L'adjectif abyssal, abyssale, qualifie ce qui est caractéristique d'un abime, d'un abysse ; ce qui est d'une profondeur non mesurable, comparable à celle d'un abime, d'un abysse ; ce qui appartient, ce qui est propre aux couches les plus profondes, c'est-à-dire les plus anciennes et les moins connues de la personnalité humaine. Le pluriel est abyssaux, abyssale. Ce mot est dérivé du latin chrétien abyssus « abime, abîme », attesté au sens propre de « espace immense, s'étendant entre le ciel et la terre et habité par Dieu », un emploi figuré fréquent en latin chrétien en relation avec hominum, judicia, consilium, cor, conscientia, corruptio... En rapport avec le substantif abime, abîme et après avoir éliminé abîmeux et abismal, abyssal a eu d'abord et surtout un emploi religieux. D'autres emplois sont possibles , mais ces emplois ont subi l'influence d'abysse. En rapport avec le substantif technique abysse, abyssal a pris à la fin du 19ème siècle, un sens technique en océanographie. Cet emploi second s'est imposé comme un sens propre. On remarque la spécialisation d'abyssal pour la faune, les sédiments et le relief des grandes profondeurs océaniques, et d'abyssique, un terme technique du 19ème siècle. Au début du 20ème siècle, abyssal a été utilisé pour désigner les recherches ayant pour objet l'exploration de l'inconscient. Associé à psychologie, il devient synonyme de psychanalyse ou psychologie des profondeurs. Le nom (un) abime vient du latin chrétien abyssus qui a servi, au 19ème siècle, à former le mot abysses, le singulier, un abysse, étant parfois employé pour un abime.

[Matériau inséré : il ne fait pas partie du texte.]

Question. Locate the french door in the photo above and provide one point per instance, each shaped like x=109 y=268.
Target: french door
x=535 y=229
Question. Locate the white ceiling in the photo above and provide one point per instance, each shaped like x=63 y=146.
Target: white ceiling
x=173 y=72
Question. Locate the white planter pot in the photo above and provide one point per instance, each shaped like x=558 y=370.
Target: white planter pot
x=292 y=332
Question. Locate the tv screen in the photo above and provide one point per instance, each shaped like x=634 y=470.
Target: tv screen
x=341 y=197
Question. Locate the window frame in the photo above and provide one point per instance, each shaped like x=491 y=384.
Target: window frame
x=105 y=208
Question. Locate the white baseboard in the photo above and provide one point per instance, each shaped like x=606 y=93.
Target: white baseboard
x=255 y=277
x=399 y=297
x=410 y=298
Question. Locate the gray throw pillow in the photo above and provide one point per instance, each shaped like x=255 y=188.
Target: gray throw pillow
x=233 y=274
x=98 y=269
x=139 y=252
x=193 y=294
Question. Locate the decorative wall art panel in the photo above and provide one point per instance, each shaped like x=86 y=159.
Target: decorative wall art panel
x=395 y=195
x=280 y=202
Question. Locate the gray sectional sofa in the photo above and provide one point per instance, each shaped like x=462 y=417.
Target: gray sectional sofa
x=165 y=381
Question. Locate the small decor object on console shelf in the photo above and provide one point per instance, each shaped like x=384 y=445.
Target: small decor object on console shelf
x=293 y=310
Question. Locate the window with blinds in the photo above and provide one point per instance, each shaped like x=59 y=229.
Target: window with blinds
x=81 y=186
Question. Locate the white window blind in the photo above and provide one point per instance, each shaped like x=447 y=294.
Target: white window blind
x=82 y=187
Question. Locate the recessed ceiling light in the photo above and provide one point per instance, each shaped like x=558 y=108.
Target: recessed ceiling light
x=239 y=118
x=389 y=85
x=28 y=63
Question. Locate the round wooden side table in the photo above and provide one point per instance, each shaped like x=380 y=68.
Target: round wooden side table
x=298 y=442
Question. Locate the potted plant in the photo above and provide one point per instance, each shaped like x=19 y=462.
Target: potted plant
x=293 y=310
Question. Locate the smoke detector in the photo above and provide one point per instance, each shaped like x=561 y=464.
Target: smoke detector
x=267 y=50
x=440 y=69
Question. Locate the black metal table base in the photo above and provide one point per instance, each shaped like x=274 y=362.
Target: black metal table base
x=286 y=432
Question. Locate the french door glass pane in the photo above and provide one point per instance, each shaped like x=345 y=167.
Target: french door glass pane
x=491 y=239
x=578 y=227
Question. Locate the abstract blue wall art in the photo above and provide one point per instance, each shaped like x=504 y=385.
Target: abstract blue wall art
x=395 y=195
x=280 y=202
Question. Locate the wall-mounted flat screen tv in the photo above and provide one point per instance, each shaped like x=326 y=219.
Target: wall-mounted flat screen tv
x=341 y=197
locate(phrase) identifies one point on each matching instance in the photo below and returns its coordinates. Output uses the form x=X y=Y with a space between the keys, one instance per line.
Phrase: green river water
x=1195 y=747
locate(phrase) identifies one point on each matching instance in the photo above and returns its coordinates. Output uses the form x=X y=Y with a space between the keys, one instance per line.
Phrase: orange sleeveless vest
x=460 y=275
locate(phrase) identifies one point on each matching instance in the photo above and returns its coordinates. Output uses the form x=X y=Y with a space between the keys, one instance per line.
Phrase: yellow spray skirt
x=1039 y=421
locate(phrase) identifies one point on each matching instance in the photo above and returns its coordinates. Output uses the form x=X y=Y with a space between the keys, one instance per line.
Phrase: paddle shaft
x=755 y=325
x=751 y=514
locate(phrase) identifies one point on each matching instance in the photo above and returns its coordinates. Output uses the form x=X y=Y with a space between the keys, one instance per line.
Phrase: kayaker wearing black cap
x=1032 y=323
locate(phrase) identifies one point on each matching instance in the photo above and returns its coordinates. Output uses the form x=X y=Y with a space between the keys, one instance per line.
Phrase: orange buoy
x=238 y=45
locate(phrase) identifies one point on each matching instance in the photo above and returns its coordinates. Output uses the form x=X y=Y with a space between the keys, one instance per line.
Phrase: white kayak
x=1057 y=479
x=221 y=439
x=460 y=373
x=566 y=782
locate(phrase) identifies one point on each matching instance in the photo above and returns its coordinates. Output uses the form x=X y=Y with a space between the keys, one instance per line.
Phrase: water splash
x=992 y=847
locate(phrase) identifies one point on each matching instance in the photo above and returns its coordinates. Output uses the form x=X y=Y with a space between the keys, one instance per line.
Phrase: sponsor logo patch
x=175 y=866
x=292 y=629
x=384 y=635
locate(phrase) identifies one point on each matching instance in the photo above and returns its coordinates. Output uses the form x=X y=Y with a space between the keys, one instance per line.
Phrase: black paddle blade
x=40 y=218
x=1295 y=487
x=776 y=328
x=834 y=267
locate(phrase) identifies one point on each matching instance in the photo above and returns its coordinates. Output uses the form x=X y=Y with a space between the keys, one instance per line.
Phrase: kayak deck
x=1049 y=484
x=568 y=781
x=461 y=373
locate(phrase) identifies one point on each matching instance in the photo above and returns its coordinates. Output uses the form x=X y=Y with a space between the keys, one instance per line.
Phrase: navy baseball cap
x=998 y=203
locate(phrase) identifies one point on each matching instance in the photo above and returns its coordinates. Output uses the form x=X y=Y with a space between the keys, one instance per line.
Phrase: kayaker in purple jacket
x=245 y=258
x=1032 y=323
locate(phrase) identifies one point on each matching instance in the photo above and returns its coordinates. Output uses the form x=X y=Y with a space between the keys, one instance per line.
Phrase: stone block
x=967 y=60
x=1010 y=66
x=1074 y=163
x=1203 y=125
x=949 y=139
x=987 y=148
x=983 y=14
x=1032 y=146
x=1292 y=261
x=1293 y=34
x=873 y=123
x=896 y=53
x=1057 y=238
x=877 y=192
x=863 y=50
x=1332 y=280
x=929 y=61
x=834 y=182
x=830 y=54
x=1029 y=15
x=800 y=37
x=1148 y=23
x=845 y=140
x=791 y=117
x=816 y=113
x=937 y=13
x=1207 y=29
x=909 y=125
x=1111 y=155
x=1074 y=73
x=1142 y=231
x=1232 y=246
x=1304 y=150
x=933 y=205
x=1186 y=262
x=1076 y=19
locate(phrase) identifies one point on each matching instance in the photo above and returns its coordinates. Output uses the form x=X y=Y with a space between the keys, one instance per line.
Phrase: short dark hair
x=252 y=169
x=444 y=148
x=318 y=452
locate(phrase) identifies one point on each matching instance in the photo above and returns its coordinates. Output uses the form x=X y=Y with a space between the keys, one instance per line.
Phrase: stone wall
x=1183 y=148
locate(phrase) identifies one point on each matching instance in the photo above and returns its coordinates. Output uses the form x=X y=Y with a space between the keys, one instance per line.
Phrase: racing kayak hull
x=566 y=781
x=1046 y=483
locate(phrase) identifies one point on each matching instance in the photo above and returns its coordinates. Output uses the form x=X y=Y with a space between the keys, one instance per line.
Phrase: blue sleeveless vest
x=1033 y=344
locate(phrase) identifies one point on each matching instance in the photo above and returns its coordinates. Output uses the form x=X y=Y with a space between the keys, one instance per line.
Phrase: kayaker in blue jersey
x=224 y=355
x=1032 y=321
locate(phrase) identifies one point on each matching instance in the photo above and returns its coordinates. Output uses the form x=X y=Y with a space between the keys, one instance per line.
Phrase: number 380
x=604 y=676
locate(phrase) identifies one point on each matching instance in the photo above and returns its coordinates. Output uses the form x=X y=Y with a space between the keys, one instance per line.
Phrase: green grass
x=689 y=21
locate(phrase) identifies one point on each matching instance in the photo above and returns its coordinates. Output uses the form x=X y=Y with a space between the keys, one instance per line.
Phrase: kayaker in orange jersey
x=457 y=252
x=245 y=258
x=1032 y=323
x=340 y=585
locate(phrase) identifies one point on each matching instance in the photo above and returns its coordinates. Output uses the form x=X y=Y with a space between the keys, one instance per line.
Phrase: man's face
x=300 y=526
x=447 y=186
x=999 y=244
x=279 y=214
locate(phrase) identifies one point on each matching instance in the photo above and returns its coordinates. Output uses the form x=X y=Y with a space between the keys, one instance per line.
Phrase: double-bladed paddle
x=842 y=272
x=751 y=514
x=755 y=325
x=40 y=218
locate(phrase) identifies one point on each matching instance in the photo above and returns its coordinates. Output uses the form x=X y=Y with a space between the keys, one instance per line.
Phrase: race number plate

L'adjectif hypo-abyssal, hypo-abyssale, est relatif à de très grandes profondeurs. Le pluriel est hypo-abyssaux, hypo-abyssales.
Les abysses sont les régions les plus profondes des mers et des océans. Un abysse désignait un abime. Ce nom est emprunté au latin chrétien abyssus attesté depuis le 4ème siècle au sens « profondeur de la mer », attesté fréquemment au même sens en latin médiéval. Ce terme technique du vocabulaire de l'océanographie est entré tardivement dans la langue sous la forme plurielle, et s'emploie aussi au singulier.
Un terrain abyssique constituait les abysses des fonds océaniques anciens.
L'abyssobenthos est l'ensemble des organismes qui vivent à la surface ou dans les sédiments du plancher abyssal.
Une zone abyssopélagique est située à une profondeur comprise entre 2000 et 6500 m, la faune abyssopélagique y vit. Ce mot, composé d'abysse et de pélagique, semble être un néologisme d'auteur. Il risque de prêter à confusion : en effet, abysso- (abysse, abyssal) évoque la zone abyssale ou zone des eaux profondes, et -pélagique caractérise traditionnellement la zone de surface de haute mer ; entre la zone pélagique et la zone abyssale s'étend la zone bathyale : -pélagique fonctionne ici comme un suffixe formateur désignant la mer envisagée dans sa structure verticale.
Les dérivés abyssin et abyssinion sont aussi cités : CNRTL.